Um...sorry about that. I don't really know what to do about it either. I think what makes it really hard is even though you and hubby are being a good example, the kids look more to each other sometimes for guidance. So when the oldest child is the instigator a lot of the times with these problems - the younger ones will tend to follow his example more than yours. The little ones see how he acts, how he treats them, and imitates him or puts up defense walls (wanting to be alone, etc). Of course that eggs him on, exacerbating the problem. I think about you as the oldest sibling. Sure, you were mean sometimes - luckily I was too little to really remember those times - but for the most part, you were very obedient to mom and dad and very nurturing to us. You and Scott were always correcting my behavior - I feel sometimes that I learned more from you and Scott about how to treat others than Mom and Dad. Now I know that they of course taught me a lot, but lessons from your "peers" sticks much more. Does that make sense? Now I know how sweet child #1 can be - I really do - but I also know him and his personality in regards to his siblings. I also know that child #2, left to his own devices, is a sweet, nurturing little guy. Maybe you could be extra sure to encourage him and praise him in being kind to the others. The oldest is after attention, good or bad, but maybe when he sees his little brother get a lot of good praise for his kindness, he will eventually want to emulate him. I don't know - just a thought. Think of Nephi being the good example to his older brothers - it can happen. (not that I'm comparing oldest child to Laman and Lemuel - just the story concept). I am sure there are a lot of great parenting books out there that talk about this very situation - in fact, I'm sure you've read some of them. Maybe dust of the books and review some of their techniques. After all, since my kids are perfect, I don't have this problem. Just kidding :)

ML said...

Thank you, oh perfect sister with the perfect children. :)

You made many good points. It is hard when the oldest has not been the best of examples. He has taught much of his behavior to his siblings - good and bad. I see it all the time in the younger ones.

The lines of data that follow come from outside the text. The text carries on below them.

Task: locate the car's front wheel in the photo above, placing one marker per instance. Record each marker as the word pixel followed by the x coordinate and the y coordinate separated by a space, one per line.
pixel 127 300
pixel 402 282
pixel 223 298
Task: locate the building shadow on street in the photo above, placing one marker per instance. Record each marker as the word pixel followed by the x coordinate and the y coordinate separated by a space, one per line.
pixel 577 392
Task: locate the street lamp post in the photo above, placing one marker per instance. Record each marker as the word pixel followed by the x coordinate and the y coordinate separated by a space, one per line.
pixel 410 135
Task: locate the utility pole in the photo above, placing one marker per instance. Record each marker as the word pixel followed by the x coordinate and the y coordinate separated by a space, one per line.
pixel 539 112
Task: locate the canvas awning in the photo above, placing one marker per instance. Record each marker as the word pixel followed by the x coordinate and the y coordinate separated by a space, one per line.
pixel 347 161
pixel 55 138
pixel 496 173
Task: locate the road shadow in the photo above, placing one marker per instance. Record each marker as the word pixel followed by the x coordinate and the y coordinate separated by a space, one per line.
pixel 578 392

We've talked about the problem, as a family. We've talked about how it feels when someone treats us bad and when you do that to someone else, you make them feel bad. They obviously don't care that it is making me mad, it hurts my feelings when they are mean to the others, and it hurts my ears when they make the little ones scream. The search for the solution is still going on....

Benteti5 said...

When you find the solution, publish and make money girl. I guess I don't see it as much cuz you have more kids which means more people to compete with. I think one thing that may help, which you may already do, is let the big kids win sometimes. Usually the baby and the girl get all that they want which irks the olders. They need to learn that they don't always win and the olders need to win sometimes without getting in trouble. Just a thought. Maybe it's just a phase and will be over soon. Still can dream, right?

Mama Spud said...

I have an 18 year old that moved out of the house and across the country and has no plans of returning home other than a short visit. That leaves us with one bedroom not being used. It is a mid-sized room and my daughter's bedroom is about the size of a closet. You would think that the solution is obvious -- move the daughter into the larger vacant room. Well, every time the 18 year old calls (about every day), he wants to be assured that his sister did NOT move into his room. I just keep telling him that she has not moved into his room. (She sleeps in there - but her stuff is still in her room). I thought that when they moved out of my house, the arguing would stop. I obviously haven't found a solution. I guess there's always hope.